The conditions needed for interval estimates include that the sample is a random sample
and that the population is normally distributed. Our samples did meet these requirements as our
data came from a subset of samples that was part of a larger set, or population. The collection of
all date allows for our sample to be normally distributed, with our total n being 1639. Possible
errors could include counting errors, within each color of Skittle, and total number of candies per
bag. The sampling method could be improved by increasing the sample size and/or encouraging
full participation. We could also improve the sampling method by acquiring bags from different
parts of the country and/or world, rather than the local/surrounding area. I have drawn the
conclusion that the true mean number of candies in each bag of Skittles is close to the actual
mean we found by compiling our data. I have also drawn the conclusion that each color of
Skittle is some what evenly proportioned from one bag to the next.
Reflection on Term Skittles Project
I still remember looking at the instructions for this project and thinking that I was reading
something in another language. I had a hard time working on it because of how difficult it
seemed at first. I was amazed at how much work this was actually going to require. We needed
to create a random sample of data, have that data organized, create graphs, charts and interpret
what the information means. Throughout the semester we were thought a great variety of
statistical concepts that gave us the necessary tools to be able to complete this project. Little by
little I realized that I was not only capable of gradually understanding the instructions, but I was
also able to perform the correct sequence of steps for each one of the exercises that were part of
this project. As in any other discipline and class, after learning the theory, practice makes the
whole difference.
This project allowed us to put into practice key principles studied throughout the term, from
using a sampling method to performing hypothesis testing. The most challenging aspects of the
project were really understanding each concept, and how it applied to the population of Skittles
not just our sample.
This project and the class in general have gave me the tools to differentiate between valid
professional papers from those that end up being questionable sources of information when
analyzing things like graphs, and confidence levels and intervals that can make the whole
difference when trying to see if the study is well done.

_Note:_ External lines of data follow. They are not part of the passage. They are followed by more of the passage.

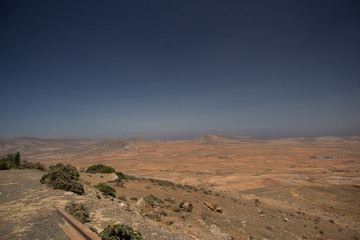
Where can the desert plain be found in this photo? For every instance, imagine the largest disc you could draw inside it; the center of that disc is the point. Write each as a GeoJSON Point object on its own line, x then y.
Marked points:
{"type": "Point", "coordinates": [290, 188]}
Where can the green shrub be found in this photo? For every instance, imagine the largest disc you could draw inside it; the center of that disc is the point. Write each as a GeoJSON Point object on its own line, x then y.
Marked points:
{"type": "Point", "coordinates": [120, 232]}
{"type": "Point", "coordinates": [4, 165]}
{"type": "Point", "coordinates": [63, 177]}
{"type": "Point", "coordinates": [29, 165]}
{"type": "Point", "coordinates": [10, 161]}
{"type": "Point", "coordinates": [79, 211]}
{"type": "Point", "coordinates": [106, 189]}
{"type": "Point", "coordinates": [16, 159]}
{"type": "Point", "coordinates": [100, 168]}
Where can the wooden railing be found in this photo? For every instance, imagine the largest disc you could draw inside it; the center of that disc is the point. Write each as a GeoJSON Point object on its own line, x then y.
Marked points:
{"type": "Point", "coordinates": [74, 229]}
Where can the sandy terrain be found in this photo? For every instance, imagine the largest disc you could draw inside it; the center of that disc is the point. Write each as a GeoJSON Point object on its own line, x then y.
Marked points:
{"type": "Point", "coordinates": [305, 186]}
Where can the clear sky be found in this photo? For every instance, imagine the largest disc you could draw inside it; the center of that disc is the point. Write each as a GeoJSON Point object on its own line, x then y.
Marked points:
{"type": "Point", "coordinates": [176, 69]}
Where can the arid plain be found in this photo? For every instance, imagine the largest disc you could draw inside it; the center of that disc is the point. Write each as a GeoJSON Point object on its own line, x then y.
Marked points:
{"type": "Point", "coordinates": [297, 180]}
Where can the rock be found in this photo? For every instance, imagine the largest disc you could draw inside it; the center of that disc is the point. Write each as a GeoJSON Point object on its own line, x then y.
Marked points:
{"type": "Point", "coordinates": [143, 206]}
{"type": "Point", "coordinates": [168, 221]}
{"type": "Point", "coordinates": [153, 216]}
{"type": "Point", "coordinates": [186, 206]}
{"type": "Point", "coordinates": [123, 205]}
{"type": "Point", "coordinates": [209, 205]}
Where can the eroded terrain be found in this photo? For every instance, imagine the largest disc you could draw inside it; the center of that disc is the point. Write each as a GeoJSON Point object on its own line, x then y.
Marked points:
{"type": "Point", "coordinates": [273, 189]}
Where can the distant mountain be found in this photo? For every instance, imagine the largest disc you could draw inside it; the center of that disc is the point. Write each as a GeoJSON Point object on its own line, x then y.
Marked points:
{"type": "Point", "coordinates": [37, 148]}
{"type": "Point", "coordinates": [115, 145]}
{"type": "Point", "coordinates": [210, 139]}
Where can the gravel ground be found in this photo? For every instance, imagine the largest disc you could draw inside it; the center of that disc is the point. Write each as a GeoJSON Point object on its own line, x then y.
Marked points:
{"type": "Point", "coordinates": [23, 213]}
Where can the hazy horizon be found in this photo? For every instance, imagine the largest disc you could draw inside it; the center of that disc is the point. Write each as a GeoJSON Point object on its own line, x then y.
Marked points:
{"type": "Point", "coordinates": [179, 69]}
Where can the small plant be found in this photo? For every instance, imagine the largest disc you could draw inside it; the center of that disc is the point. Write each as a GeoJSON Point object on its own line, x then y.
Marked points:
{"type": "Point", "coordinates": [153, 201]}
{"type": "Point", "coordinates": [100, 168]}
{"type": "Point", "coordinates": [120, 232]}
{"type": "Point", "coordinates": [63, 177]}
{"type": "Point", "coordinates": [10, 161]}
{"type": "Point", "coordinates": [29, 165]}
{"type": "Point", "coordinates": [79, 211]}
{"type": "Point", "coordinates": [106, 189]}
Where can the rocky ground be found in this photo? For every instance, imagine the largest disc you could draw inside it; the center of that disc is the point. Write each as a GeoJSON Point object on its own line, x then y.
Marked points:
{"type": "Point", "coordinates": [28, 209]}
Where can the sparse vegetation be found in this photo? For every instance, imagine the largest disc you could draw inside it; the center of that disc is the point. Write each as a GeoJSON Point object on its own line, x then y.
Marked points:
{"type": "Point", "coordinates": [124, 176]}
{"type": "Point", "coordinates": [100, 168]}
{"type": "Point", "coordinates": [4, 165]}
{"type": "Point", "coordinates": [106, 189]}
{"type": "Point", "coordinates": [63, 177]}
{"type": "Point", "coordinates": [79, 211]}
{"type": "Point", "coordinates": [10, 161]}
{"type": "Point", "coordinates": [169, 200]}
{"type": "Point", "coordinates": [29, 165]}
{"type": "Point", "coordinates": [120, 232]}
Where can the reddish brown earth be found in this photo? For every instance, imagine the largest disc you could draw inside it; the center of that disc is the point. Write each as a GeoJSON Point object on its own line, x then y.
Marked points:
{"type": "Point", "coordinates": [306, 187]}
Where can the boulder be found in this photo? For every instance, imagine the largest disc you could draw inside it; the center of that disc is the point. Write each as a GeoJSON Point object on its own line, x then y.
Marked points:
{"type": "Point", "coordinates": [186, 206]}
{"type": "Point", "coordinates": [143, 206]}
{"type": "Point", "coordinates": [209, 205]}
{"type": "Point", "coordinates": [219, 210]}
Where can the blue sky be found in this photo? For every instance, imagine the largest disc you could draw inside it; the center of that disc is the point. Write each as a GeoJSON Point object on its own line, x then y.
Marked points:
{"type": "Point", "coordinates": [179, 69]}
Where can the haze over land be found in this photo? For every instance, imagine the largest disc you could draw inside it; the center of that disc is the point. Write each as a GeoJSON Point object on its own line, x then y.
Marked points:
{"type": "Point", "coordinates": [232, 163]}
{"type": "Point", "coordinates": [179, 69]}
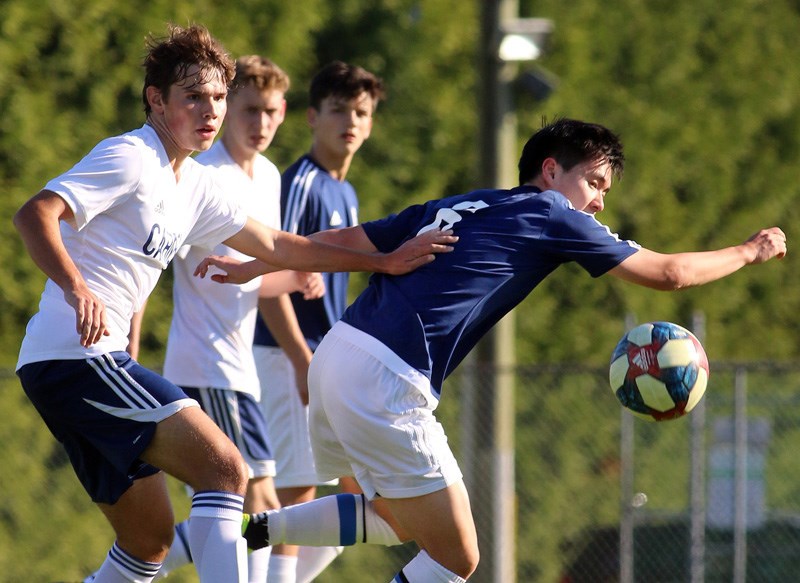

To be able to understand the language
behind the statistical analysis of studies with simple, but important terms such as media, range,
mean, and mode that are so frequently use in so many instances.
I have always struggled with math but found that this course allowed me to see how math does
apply to real life, and was refreshing to take a course outside of the classroom and math book. I
have always gritted my teeth at story problems but his course gave a whole new approach and
meaning to the information provided. I never thought I would say this, but math can be fun at
times, especially when you can understand how it applies to the real life situations helping us to
better understand the world around us.